Media Summary
Quartet meeting ends without breakthrough
The main item of Middle East related coverage in the UK media today is US anger with Syria following an attack by supporters of the Assad regime on the US Embassy in Damascus yesterday. In other stories, the Guardian, Daily Telegraph, Times, Independent and BBC Online note the passing of a controversial bill in the Knesset which would make support for a boycott against Israel or any group located within its territory, including the West Bank, a civil offense. The Guardian has an additional item on claims by the parents of Rachel Corrie, a pro-Palestinian activist killed in Gaza, that the IDF withheld video evidence related to her death. The paper also notes barbs between Israeli, Arab and Iranian representatives at a EU nuclear meeting. The Independent and Financial Times note remarks by US Secretary of Defense Leon Panetta criticizing Iran’s backing of Shia groups in Iraq, who are targeting US troops. The Glasgow Herald reports that a number of senior Jewish academics in Scotland have resigned from the lecturers’ union UCU, because of the union’s opposition to EU guidelines on anti-Semitism. The Financial Times runs a piece on the growing role of sectarianism in Arab protest movements. Reuters reports on the re-emergence of protests in Egypt. BBC Online has additional pieces on the scheduled release of British protesters held in Ben-Gurion airport, and plans by a Palestinian brewery to expand abroad. Sky News Online is currently reporting on an attack on a gas pipeline in Sinai bringing gas to Israel and Jordan. The Independent notes that former Israeli President Moshe Katzav is now suspected of harassing a witness in the case that saw him convicted of rape. The Daily Telegraph notes that Islamist leader Sheikh Raed Salah was allowed into Britain despite a ban on his entry, because information about him was misdirected to the wrong terminal at Heathrow.

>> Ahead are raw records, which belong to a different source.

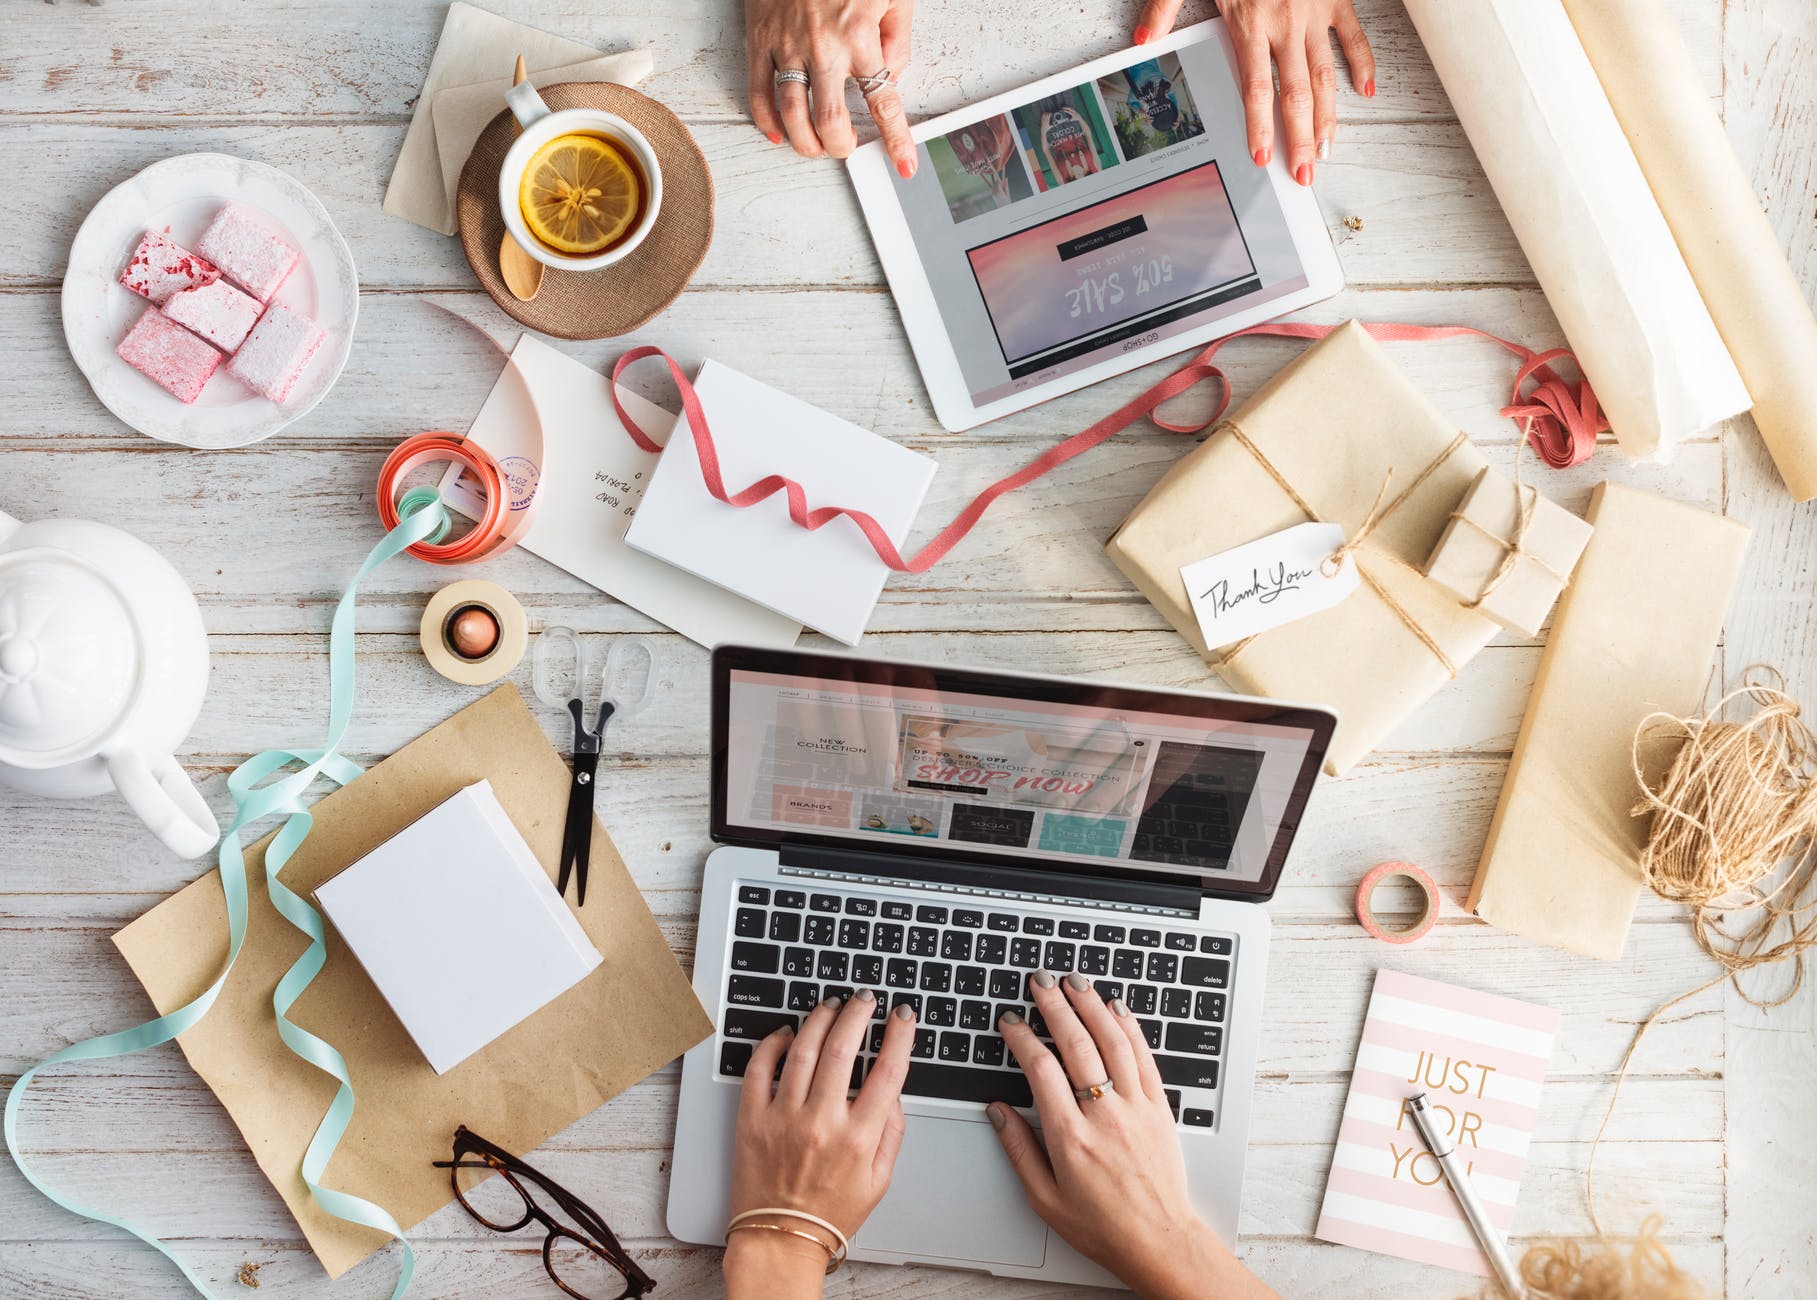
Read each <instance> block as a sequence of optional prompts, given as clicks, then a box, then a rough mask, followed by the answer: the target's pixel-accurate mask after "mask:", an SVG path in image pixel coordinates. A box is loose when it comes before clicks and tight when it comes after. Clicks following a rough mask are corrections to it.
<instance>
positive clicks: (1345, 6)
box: [1136, 0, 1375, 185]
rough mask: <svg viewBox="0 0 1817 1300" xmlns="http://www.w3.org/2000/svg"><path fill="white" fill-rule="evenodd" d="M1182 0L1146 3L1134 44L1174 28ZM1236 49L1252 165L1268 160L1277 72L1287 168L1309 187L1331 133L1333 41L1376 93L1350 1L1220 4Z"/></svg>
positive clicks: (1352, 65)
mask: <svg viewBox="0 0 1817 1300" xmlns="http://www.w3.org/2000/svg"><path fill="white" fill-rule="evenodd" d="M1179 7H1181V0H1147V4H1143V9H1141V18H1137V20H1136V44H1137V45H1143V44H1147V42H1150V40H1154V38H1156V36H1163V35H1167V33H1168V31H1172V29H1174V18H1176V16H1177V15H1179ZM1217 7H1219V11H1221V13H1223V16H1225V22H1226V24H1230V38H1232V40H1234V42H1236V47H1237V75H1239V76H1241V80H1243V113H1245V115H1246V116H1248V145H1250V155H1254V158H1256V165H1257V167H1265V165H1268V160H1270V158H1274V149H1276V140H1274V96H1276V75H1270V71H1268V62H1270V60H1274V67H1276V73H1277V76H1279V84H1281V89H1279V93H1281V120H1283V124H1285V125H1286V142H1285V145H1286V169H1288V173H1292V176H1294V180H1297V182H1299V184H1301V185H1310V184H1312V165H1314V162H1317V160H1319V158H1325V156H1328V155H1330V151H1332V135H1335V131H1337V69H1335V67H1334V64H1332V38H1330V33H1334V31H1335V33H1337V44H1339V45H1343V49H1345V62H1346V64H1350V84H1352V85H1355V87H1357V89H1359V91H1363V95H1366V96H1372V95H1375V55H1374V53H1370V47H1368V36H1365V35H1363V25H1361V24H1359V22H1357V13H1355V7H1354V5H1352V0H1221V4H1219V5H1217Z"/></svg>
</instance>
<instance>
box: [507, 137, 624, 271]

In the Israeli media, all news websites are reporting the attack on the Sinai gas pipeline this morning. All papers note the passing of the boycott bill in the Knesset yesterday. Haaretz, the Jerusalem Post and Ynetnews report on the inconclusive meeting of the Quartet in Washington yesterday. All papers also note US Secretary of State Hillary Clinton’s description of Syrian President Bashar Assad as ‘not indispensable.’ Maariv has an interview with former IDF Chief of Staff Dan Halutz, to mark the fifth anniversary of the outbreak of the Second Lebanon War.